- Directed by: Leila Djansi
- Written by: Leila Djansi
- Produced by: Leila Djansi; Theodore Baidoo;
- Starring: Jimmy Jean-Louis; Ama Abebrese; Yemi Blaq;
- Cinematography: Adrian Correia
- Edited by: Asher Bingham; Howard Heard;
- Music by: Koo Nimo; Jacob Yoffee;
- Release date: 2010;
- Running time: 105 minutes
- Country: Ghana

= Sinking Sands =

Sinking Sands is a 2010 Ghanaian drama film written, produced and directed by Leila Djansi, and starring Jimmy Jean-Louis, Ama Abebrese, Emmanuel Yeboah A. and Yemi Blaq.

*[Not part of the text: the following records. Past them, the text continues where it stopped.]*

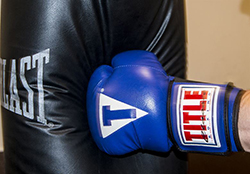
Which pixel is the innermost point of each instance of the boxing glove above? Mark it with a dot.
(135, 105)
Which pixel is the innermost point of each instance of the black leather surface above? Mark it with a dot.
(79, 35)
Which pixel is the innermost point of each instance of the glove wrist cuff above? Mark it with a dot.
(203, 117)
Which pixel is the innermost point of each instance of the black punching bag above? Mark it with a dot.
(49, 49)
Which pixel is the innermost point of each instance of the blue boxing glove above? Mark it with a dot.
(135, 105)
(127, 104)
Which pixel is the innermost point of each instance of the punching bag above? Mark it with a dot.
(49, 49)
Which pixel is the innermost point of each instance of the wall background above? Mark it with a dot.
(218, 41)
(218, 50)
(1, 135)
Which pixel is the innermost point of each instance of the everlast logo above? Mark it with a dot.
(197, 115)
(17, 75)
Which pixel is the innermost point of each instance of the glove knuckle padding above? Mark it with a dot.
(141, 84)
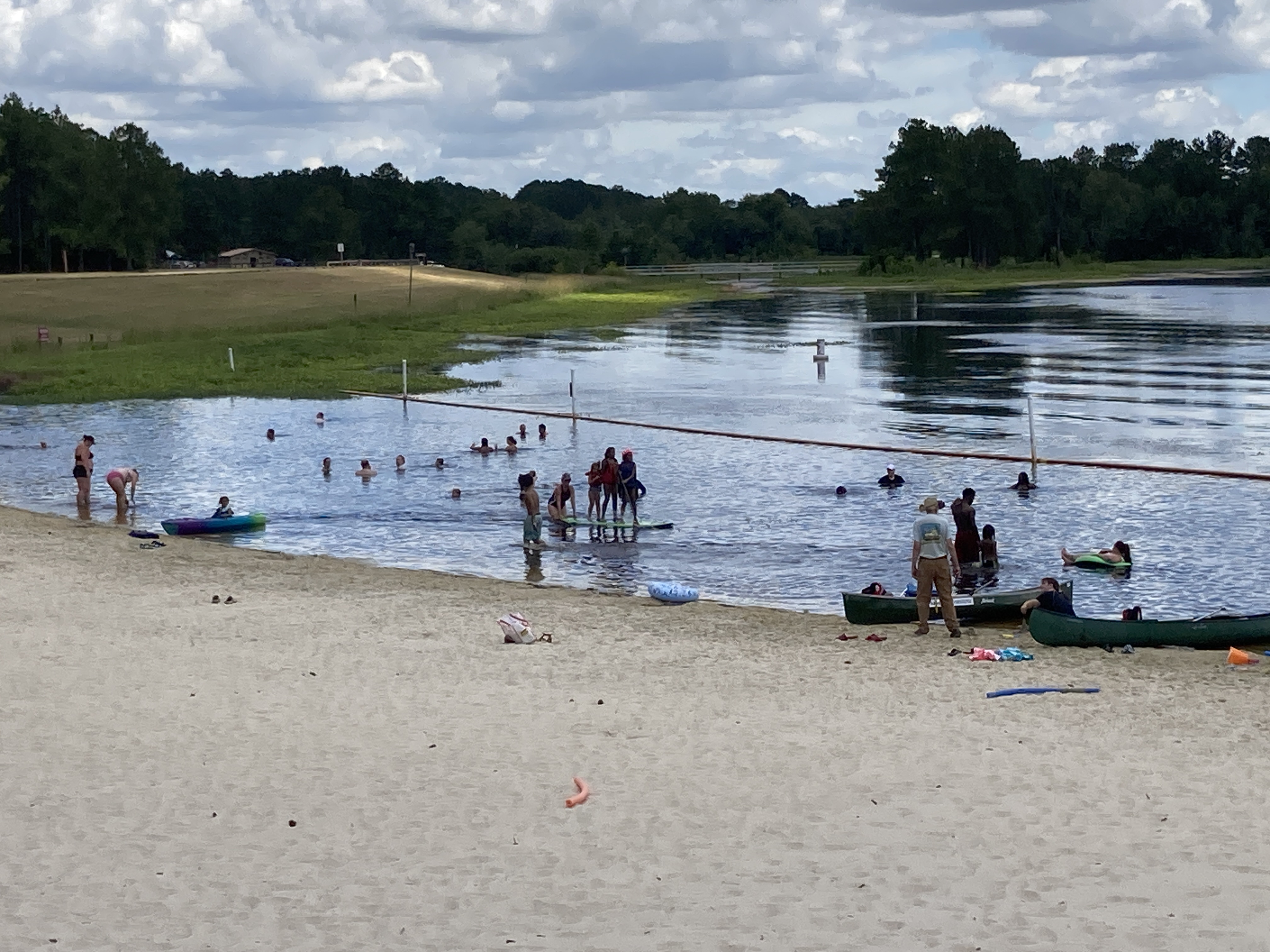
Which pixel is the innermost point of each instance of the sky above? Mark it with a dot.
(722, 96)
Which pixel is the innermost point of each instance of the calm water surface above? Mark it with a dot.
(1170, 374)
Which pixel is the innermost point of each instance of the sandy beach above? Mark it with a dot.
(756, 784)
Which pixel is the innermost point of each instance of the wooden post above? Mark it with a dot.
(1032, 433)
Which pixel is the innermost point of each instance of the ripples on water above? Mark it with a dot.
(1173, 374)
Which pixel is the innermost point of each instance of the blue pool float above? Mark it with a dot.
(672, 592)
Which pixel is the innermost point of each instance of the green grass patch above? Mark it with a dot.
(337, 354)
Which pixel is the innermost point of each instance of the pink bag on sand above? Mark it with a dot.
(516, 630)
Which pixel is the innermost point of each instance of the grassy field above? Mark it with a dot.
(295, 333)
(947, 277)
(315, 332)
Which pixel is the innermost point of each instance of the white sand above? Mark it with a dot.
(750, 789)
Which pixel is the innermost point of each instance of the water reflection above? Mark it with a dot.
(1156, 375)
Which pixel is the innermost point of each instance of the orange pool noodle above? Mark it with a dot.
(581, 796)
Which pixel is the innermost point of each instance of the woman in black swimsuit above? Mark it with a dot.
(83, 471)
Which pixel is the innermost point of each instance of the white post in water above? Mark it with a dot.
(1032, 433)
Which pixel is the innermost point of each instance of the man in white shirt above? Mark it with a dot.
(934, 564)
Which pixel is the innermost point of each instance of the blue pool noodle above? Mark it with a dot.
(1005, 692)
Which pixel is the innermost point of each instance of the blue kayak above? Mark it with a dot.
(200, 527)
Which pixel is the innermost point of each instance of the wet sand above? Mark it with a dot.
(751, 789)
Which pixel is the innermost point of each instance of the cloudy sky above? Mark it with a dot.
(727, 96)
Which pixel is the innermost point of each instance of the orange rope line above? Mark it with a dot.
(827, 444)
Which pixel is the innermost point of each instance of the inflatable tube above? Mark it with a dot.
(581, 796)
(1093, 560)
(672, 592)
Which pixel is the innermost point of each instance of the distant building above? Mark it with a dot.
(247, 258)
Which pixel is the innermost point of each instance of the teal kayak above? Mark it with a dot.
(201, 527)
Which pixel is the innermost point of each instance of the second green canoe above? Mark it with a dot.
(981, 607)
(1217, 632)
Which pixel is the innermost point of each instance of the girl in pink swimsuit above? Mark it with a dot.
(124, 479)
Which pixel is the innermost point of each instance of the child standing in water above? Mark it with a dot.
(988, 547)
(593, 490)
(533, 516)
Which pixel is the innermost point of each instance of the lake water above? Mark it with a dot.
(1150, 374)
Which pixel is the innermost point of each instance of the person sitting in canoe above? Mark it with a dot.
(1051, 598)
(563, 494)
(1117, 555)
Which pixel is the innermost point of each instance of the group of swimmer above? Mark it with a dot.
(609, 484)
(511, 446)
(121, 479)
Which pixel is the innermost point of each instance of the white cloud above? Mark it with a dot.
(1018, 99)
(729, 94)
(404, 75)
(968, 118)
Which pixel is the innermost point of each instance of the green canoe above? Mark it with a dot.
(981, 607)
(1215, 632)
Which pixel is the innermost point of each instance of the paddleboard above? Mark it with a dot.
(610, 525)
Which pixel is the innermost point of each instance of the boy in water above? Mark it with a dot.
(533, 517)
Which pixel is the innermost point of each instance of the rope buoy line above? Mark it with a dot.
(827, 444)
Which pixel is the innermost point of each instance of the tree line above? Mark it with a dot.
(971, 197)
(73, 197)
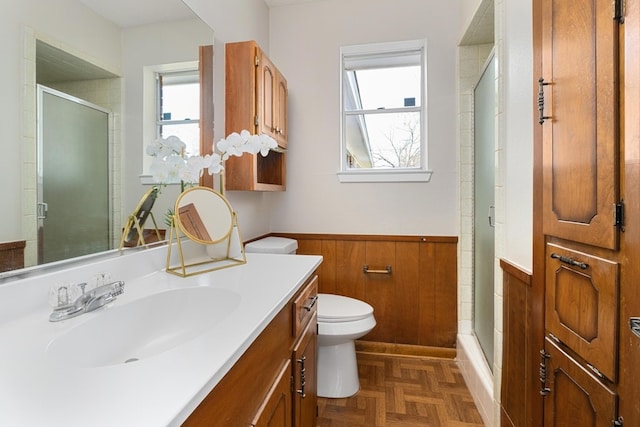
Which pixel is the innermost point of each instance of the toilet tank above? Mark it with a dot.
(272, 245)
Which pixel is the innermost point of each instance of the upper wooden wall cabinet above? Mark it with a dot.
(256, 100)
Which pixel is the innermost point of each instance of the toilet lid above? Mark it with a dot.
(338, 308)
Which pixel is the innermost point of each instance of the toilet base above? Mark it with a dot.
(338, 370)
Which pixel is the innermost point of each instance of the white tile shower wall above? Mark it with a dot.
(471, 62)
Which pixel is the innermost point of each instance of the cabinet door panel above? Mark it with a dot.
(266, 84)
(275, 410)
(582, 305)
(576, 397)
(281, 111)
(580, 136)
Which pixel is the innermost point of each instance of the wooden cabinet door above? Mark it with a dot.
(580, 134)
(280, 97)
(582, 305)
(576, 397)
(266, 83)
(275, 410)
(305, 398)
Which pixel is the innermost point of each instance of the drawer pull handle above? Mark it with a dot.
(312, 303)
(387, 270)
(544, 390)
(541, 85)
(303, 379)
(570, 261)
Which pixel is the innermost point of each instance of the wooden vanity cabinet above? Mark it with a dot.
(255, 100)
(305, 397)
(261, 389)
(275, 410)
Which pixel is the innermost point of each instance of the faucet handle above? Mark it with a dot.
(118, 288)
(60, 295)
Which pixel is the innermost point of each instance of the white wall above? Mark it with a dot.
(467, 10)
(305, 41)
(517, 130)
(75, 27)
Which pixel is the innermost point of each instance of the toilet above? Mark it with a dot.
(341, 321)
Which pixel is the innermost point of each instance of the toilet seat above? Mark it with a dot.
(338, 308)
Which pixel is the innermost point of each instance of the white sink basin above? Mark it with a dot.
(143, 328)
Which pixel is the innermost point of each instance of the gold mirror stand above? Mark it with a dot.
(214, 255)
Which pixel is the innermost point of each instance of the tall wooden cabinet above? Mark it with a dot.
(255, 100)
(580, 252)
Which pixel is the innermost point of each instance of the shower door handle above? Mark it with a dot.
(491, 214)
(42, 210)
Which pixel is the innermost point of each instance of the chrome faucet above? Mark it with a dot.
(87, 301)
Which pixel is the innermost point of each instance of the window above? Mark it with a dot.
(170, 106)
(178, 107)
(383, 113)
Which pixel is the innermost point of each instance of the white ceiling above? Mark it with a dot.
(128, 13)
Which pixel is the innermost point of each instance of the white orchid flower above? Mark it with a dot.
(214, 163)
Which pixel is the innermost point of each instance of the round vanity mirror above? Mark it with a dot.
(204, 215)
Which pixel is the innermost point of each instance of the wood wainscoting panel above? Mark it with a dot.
(12, 255)
(518, 383)
(416, 304)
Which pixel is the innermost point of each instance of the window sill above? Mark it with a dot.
(385, 176)
(150, 180)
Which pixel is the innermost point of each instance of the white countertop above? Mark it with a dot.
(156, 391)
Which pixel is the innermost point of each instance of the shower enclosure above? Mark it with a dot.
(72, 177)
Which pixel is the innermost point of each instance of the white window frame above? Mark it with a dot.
(421, 174)
(150, 111)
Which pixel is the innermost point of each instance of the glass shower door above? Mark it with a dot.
(484, 210)
(73, 177)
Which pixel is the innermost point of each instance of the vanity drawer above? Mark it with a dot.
(582, 305)
(305, 305)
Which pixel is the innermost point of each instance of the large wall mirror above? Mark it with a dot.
(73, 58)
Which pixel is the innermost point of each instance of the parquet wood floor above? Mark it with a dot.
(397, 391)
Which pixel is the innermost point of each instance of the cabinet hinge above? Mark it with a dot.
(596, 371)
(618, 220)
(618, 10)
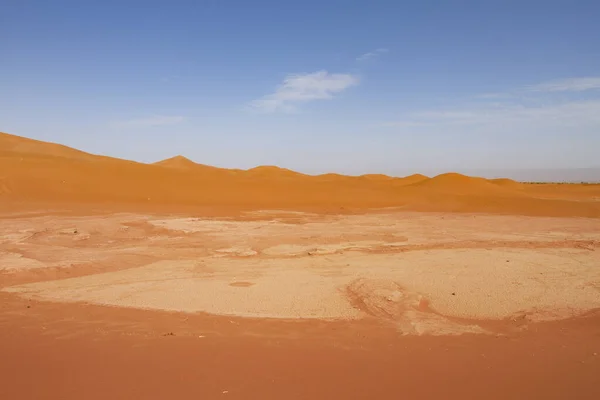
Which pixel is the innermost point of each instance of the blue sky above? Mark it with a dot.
(347, 86)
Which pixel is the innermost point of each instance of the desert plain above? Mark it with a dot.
(175, 279)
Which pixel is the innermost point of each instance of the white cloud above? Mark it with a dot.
(568, 85)
(302, 88)
(372, 54)
(157, 120)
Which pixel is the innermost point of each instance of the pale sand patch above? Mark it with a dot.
(16, 262)
(477, 283)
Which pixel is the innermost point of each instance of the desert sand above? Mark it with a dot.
(127, 280)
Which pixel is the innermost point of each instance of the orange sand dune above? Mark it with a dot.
(462, 184)
(35, 172)
(270, 171)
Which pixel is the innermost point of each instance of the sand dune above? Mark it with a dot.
(33, 171)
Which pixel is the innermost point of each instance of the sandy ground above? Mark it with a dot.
(386, 304)
(423, 273)
(123, 280)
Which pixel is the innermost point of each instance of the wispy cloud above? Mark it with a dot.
(567, 85)
(153, 121)
(528, 110)
(372, 54)
(302, 88)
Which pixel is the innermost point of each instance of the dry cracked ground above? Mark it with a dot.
(422, 273)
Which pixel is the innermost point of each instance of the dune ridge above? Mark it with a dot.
(33, 171)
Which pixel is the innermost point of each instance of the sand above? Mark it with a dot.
(176, 279)
(419, 272)
(35, 173)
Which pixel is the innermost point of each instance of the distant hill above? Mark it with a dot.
(51, 175)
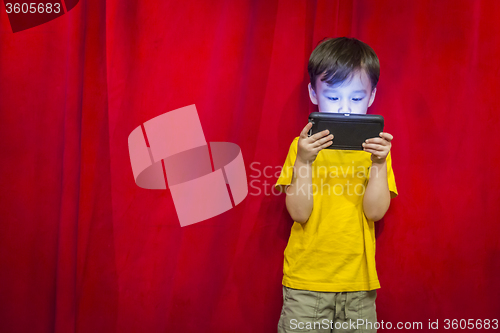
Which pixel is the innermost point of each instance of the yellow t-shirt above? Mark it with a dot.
(335, 249)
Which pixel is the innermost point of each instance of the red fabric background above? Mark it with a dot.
(83, 249)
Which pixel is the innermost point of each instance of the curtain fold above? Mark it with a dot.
(84, 249)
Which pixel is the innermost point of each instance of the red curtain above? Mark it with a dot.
(84, 249)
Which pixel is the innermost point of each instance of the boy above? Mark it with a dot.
(334, 198)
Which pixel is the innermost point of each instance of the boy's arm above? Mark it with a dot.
(299, 199)
(377, 197)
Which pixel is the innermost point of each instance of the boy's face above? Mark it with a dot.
(354, 95)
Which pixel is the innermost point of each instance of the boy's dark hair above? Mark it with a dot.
(341, 57)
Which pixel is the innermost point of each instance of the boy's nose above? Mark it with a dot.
(345, 107)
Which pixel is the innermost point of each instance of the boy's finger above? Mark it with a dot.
(386, 136)
(319, 135)
(306, 129)
(373, 146)
(377, 141)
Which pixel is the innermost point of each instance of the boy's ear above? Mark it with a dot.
(312, 94)
(372, 96)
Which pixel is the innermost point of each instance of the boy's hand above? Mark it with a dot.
(379, 147)
(309, 146)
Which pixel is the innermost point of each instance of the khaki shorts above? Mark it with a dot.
(314, 311)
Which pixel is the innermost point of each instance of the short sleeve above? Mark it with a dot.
(286, 174)
(390, 177)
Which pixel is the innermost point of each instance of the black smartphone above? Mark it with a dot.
(349, 130)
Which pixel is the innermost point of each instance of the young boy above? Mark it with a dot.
(334, 198)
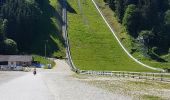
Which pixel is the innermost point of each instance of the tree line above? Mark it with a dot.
(146, 21)
(19, 21)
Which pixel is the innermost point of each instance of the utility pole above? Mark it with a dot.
(45, 48)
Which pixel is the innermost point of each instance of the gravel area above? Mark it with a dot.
(54, 84)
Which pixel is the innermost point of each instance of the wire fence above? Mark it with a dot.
(137, 75)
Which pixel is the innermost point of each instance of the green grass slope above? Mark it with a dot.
(122, 34)
(93, 47)
(49, 31)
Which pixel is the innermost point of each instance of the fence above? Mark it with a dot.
(137, 75)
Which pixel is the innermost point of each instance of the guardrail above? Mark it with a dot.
(138, 75)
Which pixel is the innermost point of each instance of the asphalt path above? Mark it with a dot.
(55, 84)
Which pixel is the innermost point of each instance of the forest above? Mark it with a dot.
(147, 22)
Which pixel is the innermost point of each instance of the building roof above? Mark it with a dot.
(13, 58)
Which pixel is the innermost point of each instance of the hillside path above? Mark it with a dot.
(55, 84)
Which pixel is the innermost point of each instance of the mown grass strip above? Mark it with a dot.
(93, 46)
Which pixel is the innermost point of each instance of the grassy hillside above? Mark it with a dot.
(122, 34)
(49, 32)
(93, 47)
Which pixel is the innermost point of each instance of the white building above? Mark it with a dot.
(14, 62)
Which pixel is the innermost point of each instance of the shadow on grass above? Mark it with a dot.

The film received nine (9) nominations and won 3 awards at the 2011 Africa Movie Academy Awards, including the awards for Best Screenplay & Best Makeup.

== Premise ==
The film tells the story of a couple, Jimah and Pabi, whose marriage turns into violence and abuse when Jimah becomes disfigured in a domestic accident.

==Cast==
- Jimmy Jean-Louis as Jimah
- Ama Abebrese as Pabi
- Yemi Blaq as Dr Zach Mathews
- Chris Attoh as Mensah
- Doris Sakitey as Mrs. Dodou
- Grace Nortey as Grandma
- Narki Adulai as Wedding Guest
- Louis Marcus as Jimahs' friend
- Daphne Akatugba as Patience
- Faustina Aheto as Mourner
- Avissey Gbormitah as man under the tree
- Amanda Jissie as Ms Olu
- Trustina Fafa Sarbah as Stella
- Mrs. Julia Djansi as Panel Member
- Eddie Coffie as Obed
- Peter Etse as Priest
- Akosua Agyepong as Mama May
- Joe Akpali as Bank Manager
- Valarie Kessie as Harlott
- Archibald Etse as Son
- Afi Dzakpasu as Singer at Bar
- Samir Yaw White as Mourner
- Natascha Mieke as Dr. Samantha Rogers
- Michelle Hogba as herself
- Lawrence Hanson as Panel member

== Reception ==
The film was positively received by many African movie critics includimg NollywoodForever.com.